ランゲスハンス島の重要なホルモン、インスリン

インスリンは、すい臓のランゲスハンス島にあるB細胞から分泌されるホルモンで、

肝臓のグリコーゲンの分解を抑え、その合成を促進させる働きがあります。

生理作用としては、主に血糖を抑制させる作用があります。骨格筋における

グルコース、アミノ酸、カリウムの取り組み促進とタンパク質の合成の促進、

肝臓における糖新生の抑制、グリコーゲンの合成促進・分解抑制、脂肪組織における

糖の取り組みと利用促進、脂肪の合成促進・分解抑制などの作用による血糖を抑制し、

脂肪組織における糖の取り組みと利用促進、脂肪の合成促進・分解抑制などの作用に

よる血糖を抑制し、グリコーゲンや脂肪などの各種貯蔵物質の新生を促進します。

炭水化物を摂取すると、小腸でグルコースに分解され、大量のグルコースが体内に

吸収されます。このグルコースは体内でエネルギー源として重要な役割がありますが、

濃度が高い場合などは、アルデヒド基反応性の高さのため、生体内のタンパク質と

反応して糖化反応が起こります。この糖化反応は、生体に有害な作用をもたらすため、

インスリンの分泌により、血糖濃度が常に一定範囲に保たれます。

生体に有害な作用は、糖尿病性神経障害、糖尿病性網膜症、糖尿病性腎症が

あります。

この血糖値の恒常性を保つために、重要なホルモンがインスリンになります。

食事などの際は、血液内の糖分が上昇すると、インスリンが分泌され、

血糖を下げる働きがあります。インスリンの分泌が不十分であると、

血糖値が上がったままになります。この現象が「糖尿病」となります。

インスリンと運動の関係としては、血糖値の下がり方にあります。

運動をすると、血液中のブドウ糖が減少し、脂質も下がり、インスリン抵抗性が

改善します。
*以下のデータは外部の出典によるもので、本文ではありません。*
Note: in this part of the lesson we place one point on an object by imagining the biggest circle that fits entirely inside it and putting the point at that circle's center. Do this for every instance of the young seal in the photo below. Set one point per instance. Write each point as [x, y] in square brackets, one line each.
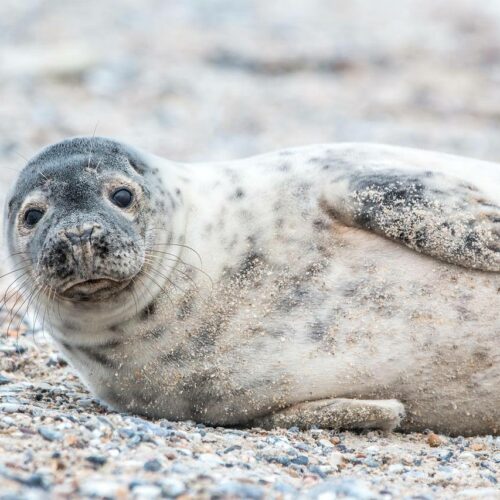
[334, 285]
そうすると、インスリンが効きやすくなり、運動を行うことで、

糖尿病の合併症である、糖尿病性神経障害、糖尿病性網膜症、糖尿病性腎症の

発病予防や高血圧、高脂血症も改善し、心筋梗塞、脳血管障害などを引き起こす

動脈硬化の予防にもつながります。

糖尿病に対しての運動療法は、急性と慢性の二つの効果があり、

急性効果では、運動し筋肉が働くことにより、筋肉中のブドウ糖や脂肪酸が消費され、

それを補うために、血液中のブドウ糖や脂肪が減ります。

運動の内容としては、ウエイトトレーニングがブドウ糖エネルギー、

有酸素運動が脂肪燃焼となります。この有酸素運動は、運動しながら会話ができる

くらいの中程度の運動が一番適切と言われ、脂肪燃焼されやすいと言われています。

血糖値の上昇は食前・食後の時間によっても大きく差ができます。

運動前に行った場合は、朝食後3時間まで体を動かしていない場合とあまり

差がなく、食後1時間の運動では、ピークになる部分がちょうど運動の時間に

あたっており、血糖値が抑えることができます。そのため、食事内容により、

差がありますが、血糖値のピークは1~2時間後が良いと言われます。

食後3時間以上空いた場合で運動をされると、血糖値が下がりすぎてしまうため、

糖尿病の方にはおススメいたしません。

運動を始める方は、インスリンと運動と食後の3つのバランスを考えて

トレーニングを行うことが理想的です。